In this section of the chapter, we explore the disorder of a system. Look at the diagrams of the two chessboards below.

At the start of a chess game, the chess pieces are all in place and orderly. After the game begins and you and your opponent have been playing for a while, there is more disorder in the positions of the chess pieces.

The same is true for reactions. Some reactions start out with more order than they end up with on the product side. Other reactions begin with a higher amount of disorder, but the products that form have a high amount of order. The study of the disorder of reactions is known as entropy and is the focus of this lesson.

The second law of thermodynamics states that the total entropy of the universe is continually increasing.

## The Measure of the Disorder of a System

Entropy (S) is a measure of the disorder or randomness of a system. If there is more disorder in the system, there is more entropy. What does it mean to increase disorder? Consider the figure below.

The molecules in the gas have little or no attraction between the molecules, which means that there are many more possibilities of where each molecule can be found in space. As a result, the gas molecules have greater disorganization. Liquids have some disorganization. Although there is some attraction between the molecules, they can move somewhat more freely. In solids where there is great attraction between the molecules, there is much less possibility for the molecules to be unorganized. Therefore, $S_{\mathrm{gas}} > S_{\text{liquid}} > S_{\text{solid}}$ because there is more disorder or randomness in a gas than there is in a liquid than in a solid.

The most commonly used example to illustrate disorder is to use a deck of playing cards. If you buy a brand new deck of playing cards, all of the cards are in four suits lined up from Ace to King. This means the deck of cards has order. If, however, you were to take your new deck of cards and toss them up into the air, you now have disorder.
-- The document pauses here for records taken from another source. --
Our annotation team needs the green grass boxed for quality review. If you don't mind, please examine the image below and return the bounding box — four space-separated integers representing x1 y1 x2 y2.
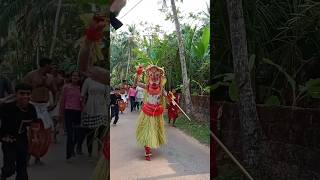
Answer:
164 114 210 145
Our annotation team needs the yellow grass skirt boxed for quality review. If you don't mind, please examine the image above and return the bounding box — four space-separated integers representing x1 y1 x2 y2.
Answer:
136 111 166 148
91 155 110 180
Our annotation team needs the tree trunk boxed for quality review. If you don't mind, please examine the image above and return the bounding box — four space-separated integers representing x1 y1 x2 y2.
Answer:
227 0 262 179
171 0 193 114
126 47 131 81
49 0 62 58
If you pick up the mess and put the deck of cards back into order, this means you will once again put the cards into four suits lined up from Ace to King.

For a system, the change in entropy, $\triangle S$, is measured by finding the difference between the entropy of the products and of the reactants, similar to how the change in enthalpy is calculated. Standard entropies are determined in the lab and published in standard entropy tables in the same manner as standard enthalpies. In fact, both standard enthalpy and standard entropy are often listed in the same table (Table below).

Standard Enthalpy of Formation and Standard Entropies for Some Selected Compounds
Name of Compound Formation Reaction Standard Enthalpy of Formation, $\triangle H_f^\circ$ (kJ/mol of product) Standard Entropy, $S^\circ, (\mathrm{J/mol}\cdot^\circ\mathrm{C})$
aluminum oxide $2 \ \mathrm{Al}_{(s)} + \frac {3} {2} \mathrm{O}_{2(g)} \rightarrow \mathrm{Al}_2\mathrm{O}_{3(s)}$ $-1669.8$ $+51$
ammonia $\frac {1} {2} \mathrm{N}_{2(g)} + \frac {3} {2} \mathrm{H}_{2(g)} \rightarrow \mathrm{NH}_{3(g)}$ $-46.1$ $+193$
carbon dioxide $\mathrm{C}_{(s)} + \mathrm{O}_{2(g)} \rightarrow \mathrm{CO}_{2(g)}$ $-393.5$ $+214$
carbon monoxide $\mathrm{C}_{(s)} + \frac {1} {2} \mathrm{O}_{2(g)} \rightarrow \mathrm{CO}_{(g)}$ $-110.5$ $+198$
copper(I) oxide $\mathrm{Cu}_{(s)} + \frac {1} {2} \mathrm{O}_{2(g)} \rightarrow \mathrm{CuO}_{(s)}$ $-156$ $+43$
iron(III) oxide $\mathrm{Fe}_{(s)} + \frac {3} {2} \mathrm{O}_{2(g)} \rightarrow \mathrm{Fe}_2\mathrm{O}_{3(s)}$ $-822.2$ $+90.$
magnesium oxide $\mathrm{Mg}_{(s)} + \frac {1} {2} \mathrm{O}_{2(g)} \rightarrow \mathrm{MgO}_{(s)}$ $-602$ $+27$
methane $\mathrm{C}_{(s)} + 2 \ \mathrm{H}_{2(g)} \rightarrow \mathrm{CH}_{4(g)}$ $-74.8$ $+188$
nitrogen monoxoide $\frac {1} {2} \mathrm{N}_{2(g)} + \frac {1} {2} \mathrm{O}_{2(g)} \rightarrow \mathrm{NO}_{(g)}$ $+90.$ $+211$
nitrogen dioxide $\frac {1} {2} N_{2(s) }+ O_{2(g)} \rightarrow NO_{2(g)}$ $+34$ $+240$
sodium chloride $\mathrm{Na}_{(s)} + \frac {1} {2} \mathrm{Cl}_{2(g)} \rightarrow \mathrm{NaCl}_{(s)}$ $-411$ $+72$
sulfur dioxide $\mathrm{S}_{(s)} + \mathrm{O}_{2(g)} \rightarrow \mathrm{SO}_{2(g)}$ $-297$ $+248$
sulfur trioxide $\mathrm{S}_{(s)} + \frac {3} {2} \mathrm{O}_{2(g)} \rightarrow \mathrm{SO}_{3(g)}$ $-393.2$ $+257$
water (gaseous) $\mathrm{H}_{2(g)} + \frac {1} {2} \mathrm{O}_{2(g)} \rightarrow \mathrm{H}_2\mathrm{O}_{(g)}$ $-241.8$ $+189$
water (liquid) $\mathrm{H}_{2(g)} + \frac {1} {2} \mathrm{O}_{2(g)} \rightarrow \mathrm{H}_2\mathrm{O}_{(l)}$ $-285.8$ $+70$.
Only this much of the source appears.